Experimental study of air–water two-phase flow in an 8×8 rod bundle under pool condition for one-dimensional drift-flux analysis

► Adiabatic two-phase flow experiments in an 8×8 rod bundle were performed under pool conditions. ► An extensive database of adiabatic/boiling two-phase flows in pool rod bundle systems was collected. ► Effect of large casing on two-phase flow structure was observed in experimental data for medium 〈jg+〉 conditions. ► Existing rod bundle models were benchmarked with the present database. ► All of the void fraction prediction errors of each model are tabulated.
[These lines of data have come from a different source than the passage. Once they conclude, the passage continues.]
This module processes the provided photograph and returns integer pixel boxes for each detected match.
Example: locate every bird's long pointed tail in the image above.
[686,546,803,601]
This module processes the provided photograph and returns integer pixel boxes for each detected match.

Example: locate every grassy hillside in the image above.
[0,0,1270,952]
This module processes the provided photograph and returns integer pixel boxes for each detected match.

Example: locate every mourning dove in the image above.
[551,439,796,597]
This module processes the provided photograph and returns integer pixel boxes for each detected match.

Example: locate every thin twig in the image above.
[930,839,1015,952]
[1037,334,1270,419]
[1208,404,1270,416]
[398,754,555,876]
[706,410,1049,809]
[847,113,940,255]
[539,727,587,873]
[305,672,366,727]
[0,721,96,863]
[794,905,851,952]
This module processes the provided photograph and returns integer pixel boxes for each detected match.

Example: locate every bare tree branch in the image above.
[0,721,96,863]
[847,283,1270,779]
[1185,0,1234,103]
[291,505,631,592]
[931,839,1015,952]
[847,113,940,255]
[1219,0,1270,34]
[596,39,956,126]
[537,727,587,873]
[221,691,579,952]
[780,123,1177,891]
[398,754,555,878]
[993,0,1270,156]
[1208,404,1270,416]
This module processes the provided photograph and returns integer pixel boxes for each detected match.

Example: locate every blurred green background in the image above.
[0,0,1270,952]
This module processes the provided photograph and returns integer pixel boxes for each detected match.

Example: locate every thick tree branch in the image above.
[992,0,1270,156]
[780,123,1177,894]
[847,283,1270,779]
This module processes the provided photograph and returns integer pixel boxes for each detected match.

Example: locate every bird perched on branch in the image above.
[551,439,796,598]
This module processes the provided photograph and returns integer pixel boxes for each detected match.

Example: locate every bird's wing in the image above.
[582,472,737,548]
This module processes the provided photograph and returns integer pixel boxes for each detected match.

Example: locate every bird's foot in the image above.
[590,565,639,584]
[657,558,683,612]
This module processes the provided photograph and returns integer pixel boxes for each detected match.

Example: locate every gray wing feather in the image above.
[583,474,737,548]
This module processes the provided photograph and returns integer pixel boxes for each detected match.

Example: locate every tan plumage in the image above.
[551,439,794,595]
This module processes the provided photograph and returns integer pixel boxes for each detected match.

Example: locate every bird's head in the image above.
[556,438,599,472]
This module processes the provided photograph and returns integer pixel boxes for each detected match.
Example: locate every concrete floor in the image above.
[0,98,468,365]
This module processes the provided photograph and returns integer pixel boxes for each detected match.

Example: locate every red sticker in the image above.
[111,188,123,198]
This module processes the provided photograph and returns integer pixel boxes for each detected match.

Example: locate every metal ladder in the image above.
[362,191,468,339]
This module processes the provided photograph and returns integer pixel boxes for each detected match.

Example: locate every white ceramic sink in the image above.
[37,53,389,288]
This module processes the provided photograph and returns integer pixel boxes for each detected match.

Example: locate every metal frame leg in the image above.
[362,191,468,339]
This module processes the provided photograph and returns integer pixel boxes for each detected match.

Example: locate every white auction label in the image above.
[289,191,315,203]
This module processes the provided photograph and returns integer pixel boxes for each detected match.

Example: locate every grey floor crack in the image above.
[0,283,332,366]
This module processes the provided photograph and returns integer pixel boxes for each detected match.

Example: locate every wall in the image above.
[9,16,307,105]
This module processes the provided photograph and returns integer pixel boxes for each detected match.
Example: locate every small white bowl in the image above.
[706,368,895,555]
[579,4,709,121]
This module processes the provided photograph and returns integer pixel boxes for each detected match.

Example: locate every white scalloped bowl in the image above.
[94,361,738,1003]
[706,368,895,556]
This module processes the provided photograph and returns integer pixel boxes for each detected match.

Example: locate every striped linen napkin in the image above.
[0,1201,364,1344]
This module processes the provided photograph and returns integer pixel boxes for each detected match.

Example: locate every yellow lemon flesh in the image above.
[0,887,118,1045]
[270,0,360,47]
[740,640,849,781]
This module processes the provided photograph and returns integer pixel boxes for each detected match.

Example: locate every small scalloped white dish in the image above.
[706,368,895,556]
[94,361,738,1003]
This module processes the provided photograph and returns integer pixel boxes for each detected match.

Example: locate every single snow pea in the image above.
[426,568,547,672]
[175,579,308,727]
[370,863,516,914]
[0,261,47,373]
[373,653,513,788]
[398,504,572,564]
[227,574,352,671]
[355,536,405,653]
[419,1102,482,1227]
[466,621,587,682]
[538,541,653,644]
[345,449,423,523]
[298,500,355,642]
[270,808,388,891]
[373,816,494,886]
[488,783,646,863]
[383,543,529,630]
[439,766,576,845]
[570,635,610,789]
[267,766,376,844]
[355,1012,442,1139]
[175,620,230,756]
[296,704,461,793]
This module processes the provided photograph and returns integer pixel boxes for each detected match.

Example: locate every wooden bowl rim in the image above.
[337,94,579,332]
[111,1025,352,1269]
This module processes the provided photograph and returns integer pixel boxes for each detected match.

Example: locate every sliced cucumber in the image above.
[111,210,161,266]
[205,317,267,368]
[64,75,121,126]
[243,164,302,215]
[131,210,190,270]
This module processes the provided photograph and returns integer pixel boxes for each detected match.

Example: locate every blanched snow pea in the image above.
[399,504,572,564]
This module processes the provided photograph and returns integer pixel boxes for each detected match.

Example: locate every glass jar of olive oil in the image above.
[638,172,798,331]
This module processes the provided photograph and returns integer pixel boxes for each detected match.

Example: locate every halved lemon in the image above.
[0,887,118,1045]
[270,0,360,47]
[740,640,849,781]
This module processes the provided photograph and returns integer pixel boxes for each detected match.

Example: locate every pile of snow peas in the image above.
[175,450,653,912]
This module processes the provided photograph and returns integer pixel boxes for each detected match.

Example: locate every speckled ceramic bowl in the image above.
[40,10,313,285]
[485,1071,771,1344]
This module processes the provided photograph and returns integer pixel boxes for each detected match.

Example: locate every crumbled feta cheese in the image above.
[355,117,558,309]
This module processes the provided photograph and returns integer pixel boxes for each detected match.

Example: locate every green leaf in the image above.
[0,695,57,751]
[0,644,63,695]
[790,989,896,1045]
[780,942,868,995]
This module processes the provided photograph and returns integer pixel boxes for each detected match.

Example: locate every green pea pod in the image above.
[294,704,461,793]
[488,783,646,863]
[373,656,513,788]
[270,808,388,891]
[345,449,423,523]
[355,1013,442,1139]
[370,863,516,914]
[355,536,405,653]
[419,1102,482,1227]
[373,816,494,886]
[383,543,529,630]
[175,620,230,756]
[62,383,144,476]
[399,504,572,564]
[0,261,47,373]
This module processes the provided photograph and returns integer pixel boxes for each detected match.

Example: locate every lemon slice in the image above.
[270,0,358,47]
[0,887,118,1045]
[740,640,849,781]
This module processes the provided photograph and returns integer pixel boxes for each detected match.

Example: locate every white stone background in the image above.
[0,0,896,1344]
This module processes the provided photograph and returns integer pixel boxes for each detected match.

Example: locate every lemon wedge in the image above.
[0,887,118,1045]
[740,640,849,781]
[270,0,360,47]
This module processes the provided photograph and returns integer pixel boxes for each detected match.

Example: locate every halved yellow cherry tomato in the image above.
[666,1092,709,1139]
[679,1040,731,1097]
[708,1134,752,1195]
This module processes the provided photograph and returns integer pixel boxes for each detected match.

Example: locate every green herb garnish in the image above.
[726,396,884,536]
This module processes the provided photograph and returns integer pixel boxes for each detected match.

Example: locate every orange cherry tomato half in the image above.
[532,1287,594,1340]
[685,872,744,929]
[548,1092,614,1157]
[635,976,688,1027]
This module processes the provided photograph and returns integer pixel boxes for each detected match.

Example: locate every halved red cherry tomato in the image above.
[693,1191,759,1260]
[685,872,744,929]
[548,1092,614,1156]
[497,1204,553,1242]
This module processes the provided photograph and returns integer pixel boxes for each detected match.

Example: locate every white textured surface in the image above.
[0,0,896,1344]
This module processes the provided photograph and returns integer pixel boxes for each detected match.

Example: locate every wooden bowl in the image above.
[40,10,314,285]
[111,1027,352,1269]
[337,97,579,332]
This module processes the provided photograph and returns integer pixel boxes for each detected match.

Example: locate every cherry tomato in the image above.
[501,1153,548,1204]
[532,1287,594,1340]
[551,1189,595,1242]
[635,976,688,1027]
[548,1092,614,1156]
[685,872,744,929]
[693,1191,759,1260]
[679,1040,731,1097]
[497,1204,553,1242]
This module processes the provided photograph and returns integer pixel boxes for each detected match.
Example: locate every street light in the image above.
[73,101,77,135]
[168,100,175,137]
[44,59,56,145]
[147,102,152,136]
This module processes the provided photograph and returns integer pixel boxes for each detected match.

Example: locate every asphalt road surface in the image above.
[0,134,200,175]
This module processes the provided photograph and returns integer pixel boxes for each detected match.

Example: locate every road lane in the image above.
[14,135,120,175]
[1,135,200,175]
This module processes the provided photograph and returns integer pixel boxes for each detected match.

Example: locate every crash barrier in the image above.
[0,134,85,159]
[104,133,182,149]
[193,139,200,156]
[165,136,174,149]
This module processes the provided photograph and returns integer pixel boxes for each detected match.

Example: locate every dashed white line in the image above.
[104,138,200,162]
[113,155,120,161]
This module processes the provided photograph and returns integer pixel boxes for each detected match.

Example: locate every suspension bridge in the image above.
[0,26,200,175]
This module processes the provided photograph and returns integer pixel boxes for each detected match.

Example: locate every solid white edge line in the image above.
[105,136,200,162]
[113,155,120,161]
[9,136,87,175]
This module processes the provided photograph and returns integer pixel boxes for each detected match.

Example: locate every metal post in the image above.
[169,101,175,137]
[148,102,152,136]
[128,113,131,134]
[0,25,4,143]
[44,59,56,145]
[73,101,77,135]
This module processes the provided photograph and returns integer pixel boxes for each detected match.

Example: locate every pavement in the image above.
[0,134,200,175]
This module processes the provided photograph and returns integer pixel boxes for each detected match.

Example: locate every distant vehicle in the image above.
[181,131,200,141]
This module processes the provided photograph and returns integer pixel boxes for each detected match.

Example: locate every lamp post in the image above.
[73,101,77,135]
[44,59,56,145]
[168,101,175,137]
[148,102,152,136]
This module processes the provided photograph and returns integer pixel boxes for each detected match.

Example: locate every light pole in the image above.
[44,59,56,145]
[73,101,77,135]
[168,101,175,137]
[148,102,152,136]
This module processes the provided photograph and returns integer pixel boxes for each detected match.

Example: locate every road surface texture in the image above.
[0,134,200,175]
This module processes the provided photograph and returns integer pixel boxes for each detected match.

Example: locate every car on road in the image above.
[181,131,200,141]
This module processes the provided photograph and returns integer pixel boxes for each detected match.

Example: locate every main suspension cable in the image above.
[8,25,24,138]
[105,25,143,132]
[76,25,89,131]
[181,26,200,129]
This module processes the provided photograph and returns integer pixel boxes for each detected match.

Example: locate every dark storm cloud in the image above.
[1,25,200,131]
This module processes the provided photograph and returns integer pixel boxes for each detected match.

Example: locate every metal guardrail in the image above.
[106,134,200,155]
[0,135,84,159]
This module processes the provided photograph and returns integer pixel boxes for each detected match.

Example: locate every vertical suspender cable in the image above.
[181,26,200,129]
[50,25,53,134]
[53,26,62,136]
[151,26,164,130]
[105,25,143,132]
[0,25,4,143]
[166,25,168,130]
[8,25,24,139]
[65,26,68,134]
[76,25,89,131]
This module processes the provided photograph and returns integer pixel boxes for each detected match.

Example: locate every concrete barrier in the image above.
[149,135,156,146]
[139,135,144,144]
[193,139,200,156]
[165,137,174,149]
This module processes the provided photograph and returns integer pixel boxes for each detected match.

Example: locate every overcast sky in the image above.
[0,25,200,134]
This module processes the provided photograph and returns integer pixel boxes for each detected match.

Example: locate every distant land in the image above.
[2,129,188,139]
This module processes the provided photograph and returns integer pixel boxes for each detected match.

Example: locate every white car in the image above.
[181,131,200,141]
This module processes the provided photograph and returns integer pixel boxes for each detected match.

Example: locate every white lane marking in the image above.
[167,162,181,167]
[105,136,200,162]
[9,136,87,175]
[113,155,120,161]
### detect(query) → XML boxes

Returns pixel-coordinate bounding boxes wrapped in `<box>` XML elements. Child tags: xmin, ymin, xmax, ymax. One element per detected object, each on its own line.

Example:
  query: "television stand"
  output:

In order to establish a reliable rod bundle database under pool conditions and to benchmark the existing models, a well-scaled 8×8 rod bundle test loop was designed based on the scaling criteria and a series of experiments was carried out with adiabatic air–water two-phase flow. Experiments for pool conditions covered the area-averaged void fraction 〈α〉 range of 0.12–0.93. Existing models and experimental data including boiling and air–water two-phase flow were compared and analyzed. Experimental results show that differences exist between large and small casing rod bundles as the flow structure changes with the casing scale. In addition, traditional drift-flux models for pipes may reflect the casing scale effect, but cannot be directly applied to the rod bundle geometry in pool conditions. Among the existing models for rod bundles, the Murase’s model (1986), Kamei’s model (2008) and Ishizuka’s model (1995) give relatively better predictions in most regions. All benchmark results of existing models are tabulated in terms of void fraction prediction error for the present database.